Интервью журналу The New Times. Часть первая
Фото Татьяны Макеевой, khodorkovsky.ru
Фото Татьяны Макеевой, khodorkovsky.ru

20 декабря исполняется год, как самый знаменитый зек России, Михаил Ходорковский, после двух судов и приговоров и 10 лет тюрьмы и лагерей, вышел на свободу.

И действительно — как будто вчера: 19 декабря 2013 года, пресс-конференция президента, на исходе ее четвертого часа, уже спустившись с трибуны, Путин, как бы мимоходом, отвечая на вопрос журналистов о судьбе зека Ходорковского, вдруг произнес: «Михаил Борисович должен был в соответствии с законом написать соответствующую бумагу. Он этого не делал. Но совсем недавно он написал такую бумагу и обратился ко мне с прошением о помиловании.
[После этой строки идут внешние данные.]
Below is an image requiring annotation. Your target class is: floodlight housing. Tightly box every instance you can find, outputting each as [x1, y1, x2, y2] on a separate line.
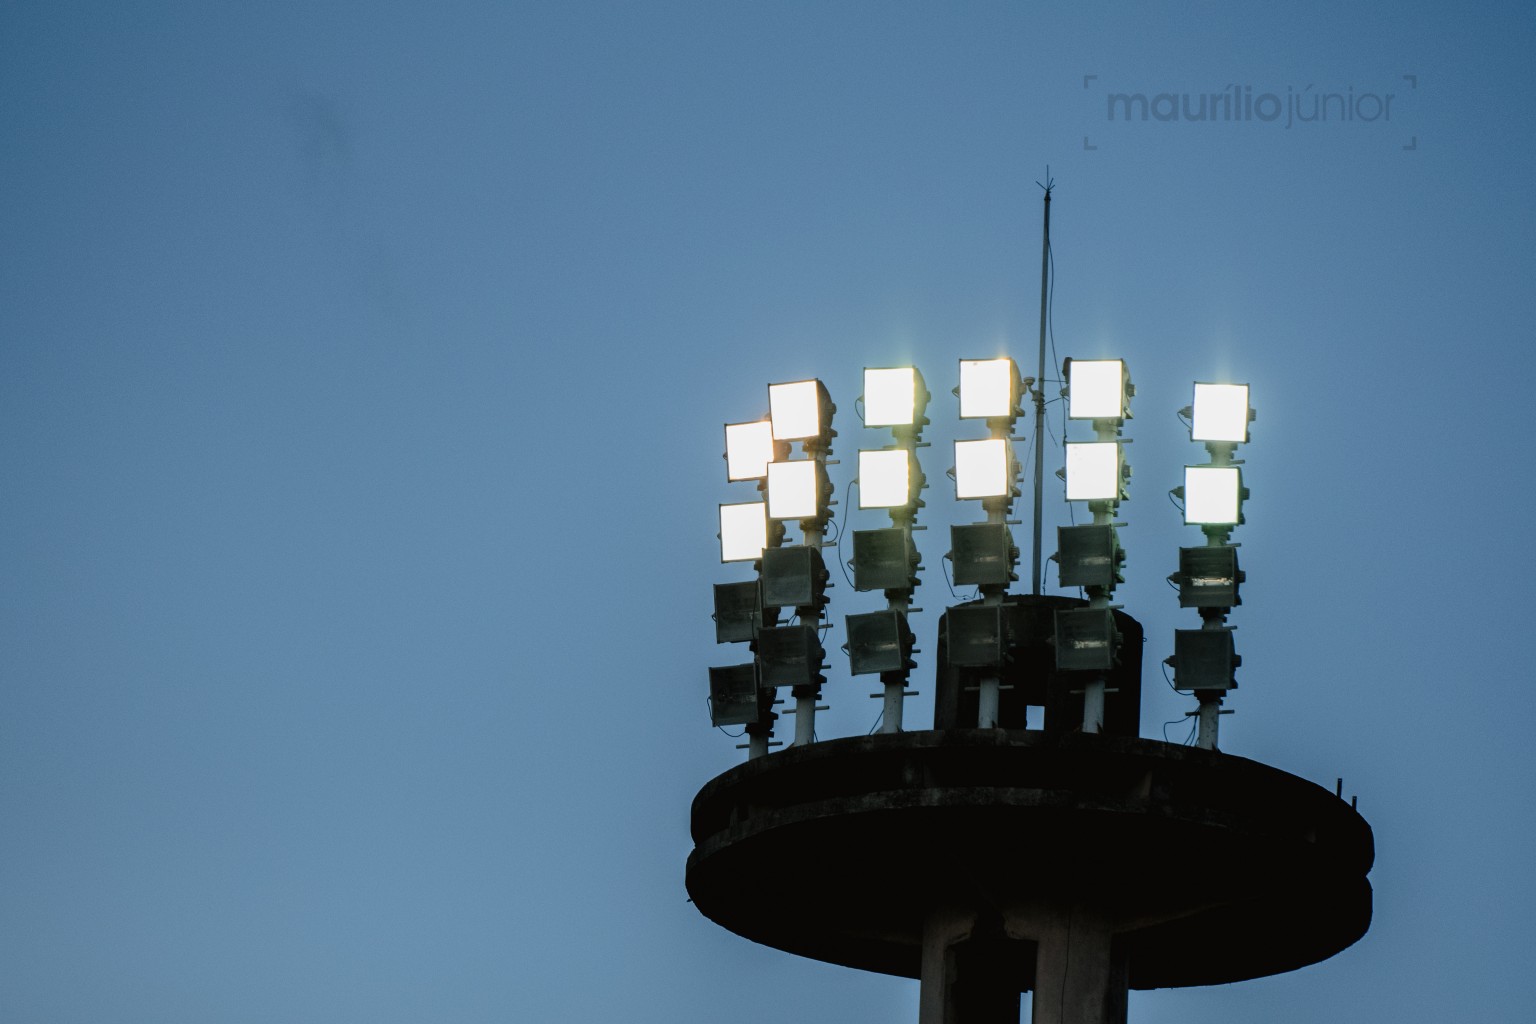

Он уже провел в местах лишения свободы более десяти лет, это серьезное наказание. Он ссылается на обстоятельства гуманитарного характера: у него больна мать. Я считаю, что имея в виду все обстоятельства, можно принять соответствующее решение, и в ближайшее время будет подписан указ о его помиловании». Что говорил Путин до этого на протяжении четырех часов все забыли в ту же секунду. СМИ мира давали молнии: Путин милует Ходорковского.

Декабрь 2013-го

В это время адвокат МБХ, Елена Левина, была в поезде Петрозаводск — Москва: она ехала как раз из ИК–7 в Сегеже, где была у своего подзащитного; она вышла и пересела в обратный поезд, но следующим утром Ходорковского в колонии уже не было.

МБХ, как рассказывал он потом The New Times в своем самом первом интервью на свободе, о помиловании узнал из вечерних новостей госканалов. Решения этого он ждал: еще 12 ноября он написал прошение о помиловании, в котором не было признания вины: «Если бы я написал признание вины, то мама моя меня бы домой не пустила».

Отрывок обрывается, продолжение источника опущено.